Tribunal finds that parties agreed in writing that a sale was of a going concern

On Friday the Tribunal handed down its decision in SDI Group Pty Ltd and Commissioner of Taxation [2012] AATA 763 where it found that the applicant (vendor) and the purchaser of commercial property had satisfied the requirement that the parties agree that the sale was a supply of the going concern, notwithstanding that no such agreement was provided for in the Contract of Sale.

The case is very much restricted to its facts, but the decision arguably conflicts with the Commissioner’s stated view in GSTR 2002/5 that the term “agreed in writing” in s 38-325 means “that the supplier and the recipient have made a mutual declaration in such form that clearly evidences that they agree that the supply…is a supply of a going concern”.  This is because there was nothing actually signed by the purchaser to the effect that the agreement was the supply of a going concern, and the Tribunal found that it in the particular circumstances certain “unilateral documents” under the hand of the vendor were sufficient.

The facts can be summarised as follows:

  • in December 2009 the applicant and the purchaser executed a contract of sale for the sale of commercial property. At the time there was a tenant of the property on a monthly lease – the contract was expressly subject to the lease.  The Contract did not refer to the property being a going concern.
  • After the contract was signed, there was a dispute between the parties as to whether the sale was a going concern due to there being a only a monthly lease only.
  • Prior to, or at settlement, the applicant provided the purchaser with a tax invoice which contained the words “NO GST (SOLD AS A GOING CONCERN)” and a Goods Statutory Declaration in which the Box was ticked “Yes” in answer to the question “Does the contract relate to the sale of a going concern?”

The Commissioner contended that the parties had not “agreed in writing” that the sale was the supply of a going concern, and that the tax invoice and Statutory Declaration were “unilateral documents”.

The Tribunal found in favour of the applicant on the basis that there was sufficient evidence that the applicant and purchaser agreed in writing that the supply involved a going concern – indeed the Tribunal found that the parties had “incorporated an agreement in writing that the supply involved a going concern”.  The requirement for the agreement to be “in writing” was satisfied by a combination of the contract of sale, the tax invoice and the Statutory Declaration.

The Commissioner’s concern appeared to be that the applicant could not point to a document evidencing an agreement in writing which was signed by the purchaser – the Commissioner accepts that such an agreement need not be found exclusively in the Contract of Sale.
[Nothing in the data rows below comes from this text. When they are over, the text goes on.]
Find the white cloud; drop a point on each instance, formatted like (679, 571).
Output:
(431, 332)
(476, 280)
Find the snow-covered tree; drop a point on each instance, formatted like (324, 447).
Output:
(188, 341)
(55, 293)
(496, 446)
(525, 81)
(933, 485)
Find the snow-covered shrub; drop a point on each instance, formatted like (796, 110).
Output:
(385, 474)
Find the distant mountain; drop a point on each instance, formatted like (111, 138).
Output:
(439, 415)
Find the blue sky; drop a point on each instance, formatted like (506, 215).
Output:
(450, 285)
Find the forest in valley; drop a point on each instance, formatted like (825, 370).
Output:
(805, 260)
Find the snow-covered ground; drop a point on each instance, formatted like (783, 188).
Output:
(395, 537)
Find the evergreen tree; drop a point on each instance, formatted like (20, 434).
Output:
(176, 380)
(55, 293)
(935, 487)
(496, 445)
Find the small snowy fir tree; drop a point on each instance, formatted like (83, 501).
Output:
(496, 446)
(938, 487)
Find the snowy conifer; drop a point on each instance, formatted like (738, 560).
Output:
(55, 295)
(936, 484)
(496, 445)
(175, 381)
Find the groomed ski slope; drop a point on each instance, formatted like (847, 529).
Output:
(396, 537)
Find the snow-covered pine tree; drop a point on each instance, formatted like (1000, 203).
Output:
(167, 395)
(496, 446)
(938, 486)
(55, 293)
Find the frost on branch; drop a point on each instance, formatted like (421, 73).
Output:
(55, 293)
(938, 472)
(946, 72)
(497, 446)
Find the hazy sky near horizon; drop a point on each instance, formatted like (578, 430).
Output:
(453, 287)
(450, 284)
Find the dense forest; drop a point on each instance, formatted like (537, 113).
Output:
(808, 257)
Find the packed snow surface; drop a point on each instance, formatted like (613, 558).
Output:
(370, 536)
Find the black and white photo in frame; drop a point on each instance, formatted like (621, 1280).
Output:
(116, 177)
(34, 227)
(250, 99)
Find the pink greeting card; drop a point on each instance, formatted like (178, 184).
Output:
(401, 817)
One way of looking at the Tribunal’s decision is that by the purchaser proceeding with settlement after receiving the tax invoice and the Statutory Declaration, that the purchaser, by conduct, agreed that the sale was of a going concern in accordance with those documents.  Such an agreement is arguably still an agreement “in writing”, as it is evidenced by the written terms of the tax invoice and the Statutory Declaration. It remains to be seen whether the Commissioner appeals the decision on the basis that an agreement will only be “in writing” where a document evidencing the agreement is executed by both parties.